Dem Output entnehmen wir, dass sowohl (1) der Haupteffekt des IQs ($p=$ 0 $<.05$) als auch (2) die Interaktion mit der Matheleistung signifikant sind ($p=$ 0.0497 $<.05$). Die Matheleistung an sich bringt aber keine signifikante Vorhersagekraft der Leseleistung ($p=$ 0.4859 $>.05$). Wie genau es hier zu diesen Ergebnissen gekommen ist, ist schwer zu sagen. Matheaufgaben von Tests bestehen häufig aus Textaufgaben, welche ein großes Maß an Textverständnis voraussetzen. Daher wäre eine Beziehung zwischen der Matheleistung und der Leseleistung zu erwarten. Wir wollen es so interpretieren, dass die Matheleistung die Beziehung zwischen dem IQ und der Leseleistung moderiert. Somit wäre $X=$ IQ (Prädiktor) und $Z=$ math (Moderator). Es gibt ein R-Paket, dass eine solche Interaktion grafisch darstellt: interactions. Nachdem Sie dieses installiert haben, können Sie es laden und die Funktion interact_plot verwenden, um diese Interaktion zu veranschaulichen.
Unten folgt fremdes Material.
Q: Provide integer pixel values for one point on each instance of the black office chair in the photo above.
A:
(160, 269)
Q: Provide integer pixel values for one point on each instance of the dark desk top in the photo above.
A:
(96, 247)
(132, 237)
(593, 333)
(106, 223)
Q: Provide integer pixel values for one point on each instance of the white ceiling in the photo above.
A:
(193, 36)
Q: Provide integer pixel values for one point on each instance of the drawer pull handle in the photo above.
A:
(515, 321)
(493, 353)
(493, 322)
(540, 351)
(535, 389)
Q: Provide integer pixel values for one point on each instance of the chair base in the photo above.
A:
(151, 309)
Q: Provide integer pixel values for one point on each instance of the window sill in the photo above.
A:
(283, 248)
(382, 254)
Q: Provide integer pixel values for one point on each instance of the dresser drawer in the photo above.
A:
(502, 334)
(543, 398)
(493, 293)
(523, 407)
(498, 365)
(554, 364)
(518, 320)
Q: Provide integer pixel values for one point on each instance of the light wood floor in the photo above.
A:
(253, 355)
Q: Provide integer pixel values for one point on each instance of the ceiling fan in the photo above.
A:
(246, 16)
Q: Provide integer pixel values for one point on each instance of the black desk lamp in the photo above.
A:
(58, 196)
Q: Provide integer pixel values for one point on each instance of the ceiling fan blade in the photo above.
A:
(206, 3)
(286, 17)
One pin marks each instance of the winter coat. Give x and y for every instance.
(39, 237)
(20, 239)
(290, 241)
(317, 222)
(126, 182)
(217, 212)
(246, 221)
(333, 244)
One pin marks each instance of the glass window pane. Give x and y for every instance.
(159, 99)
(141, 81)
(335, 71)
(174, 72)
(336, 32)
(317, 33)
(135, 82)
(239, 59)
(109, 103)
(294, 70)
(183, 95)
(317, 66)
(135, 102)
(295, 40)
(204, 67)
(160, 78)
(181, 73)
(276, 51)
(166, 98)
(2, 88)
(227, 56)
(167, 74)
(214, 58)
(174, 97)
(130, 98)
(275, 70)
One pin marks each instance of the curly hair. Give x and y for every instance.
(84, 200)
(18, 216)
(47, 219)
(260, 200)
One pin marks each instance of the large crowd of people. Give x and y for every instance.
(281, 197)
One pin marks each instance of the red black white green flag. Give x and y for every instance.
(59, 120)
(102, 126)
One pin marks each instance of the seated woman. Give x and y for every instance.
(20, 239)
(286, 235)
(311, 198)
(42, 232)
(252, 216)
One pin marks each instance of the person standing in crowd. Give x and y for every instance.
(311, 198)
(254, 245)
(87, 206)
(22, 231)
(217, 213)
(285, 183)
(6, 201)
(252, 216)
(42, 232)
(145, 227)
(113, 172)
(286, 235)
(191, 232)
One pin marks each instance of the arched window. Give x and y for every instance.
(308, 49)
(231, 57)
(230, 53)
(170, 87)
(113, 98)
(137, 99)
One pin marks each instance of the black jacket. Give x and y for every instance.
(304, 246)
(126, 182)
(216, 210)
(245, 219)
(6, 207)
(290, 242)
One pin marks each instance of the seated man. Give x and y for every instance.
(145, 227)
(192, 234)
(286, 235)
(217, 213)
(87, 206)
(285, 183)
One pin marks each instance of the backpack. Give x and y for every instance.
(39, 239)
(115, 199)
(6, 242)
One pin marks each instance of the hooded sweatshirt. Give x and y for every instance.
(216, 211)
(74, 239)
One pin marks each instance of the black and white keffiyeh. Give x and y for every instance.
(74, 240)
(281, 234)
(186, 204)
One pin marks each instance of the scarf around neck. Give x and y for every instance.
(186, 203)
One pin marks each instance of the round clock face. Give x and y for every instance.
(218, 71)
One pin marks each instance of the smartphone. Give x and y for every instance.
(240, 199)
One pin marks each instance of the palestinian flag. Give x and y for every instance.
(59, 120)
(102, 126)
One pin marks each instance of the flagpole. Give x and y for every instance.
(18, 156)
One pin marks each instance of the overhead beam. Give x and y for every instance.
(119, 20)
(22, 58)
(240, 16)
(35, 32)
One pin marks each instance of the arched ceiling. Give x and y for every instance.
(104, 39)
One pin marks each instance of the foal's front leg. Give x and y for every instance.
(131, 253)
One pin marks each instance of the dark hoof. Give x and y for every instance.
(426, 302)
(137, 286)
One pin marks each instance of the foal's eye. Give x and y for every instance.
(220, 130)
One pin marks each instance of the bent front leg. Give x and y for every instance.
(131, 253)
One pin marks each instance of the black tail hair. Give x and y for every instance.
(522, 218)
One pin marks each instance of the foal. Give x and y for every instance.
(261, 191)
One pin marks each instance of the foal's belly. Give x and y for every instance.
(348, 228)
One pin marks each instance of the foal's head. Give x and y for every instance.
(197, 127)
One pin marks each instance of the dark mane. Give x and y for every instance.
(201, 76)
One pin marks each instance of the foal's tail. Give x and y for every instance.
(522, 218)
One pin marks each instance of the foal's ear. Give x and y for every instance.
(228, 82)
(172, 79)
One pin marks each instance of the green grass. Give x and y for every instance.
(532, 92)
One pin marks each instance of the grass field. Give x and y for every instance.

Dem Argument model übergeben wir mod_reg, also unser moderiertes Regressionsmodell. Als Prädiktor wählten wir den IQ, also müssen wir dem Argument pred den IQ übergeben. Der Moderator ist hier die Matheleistung, folglich übergeben wir math dem Argument modx.

library(interactions)
interact_plot(model = mod_reg, pred = IQ, modx = math)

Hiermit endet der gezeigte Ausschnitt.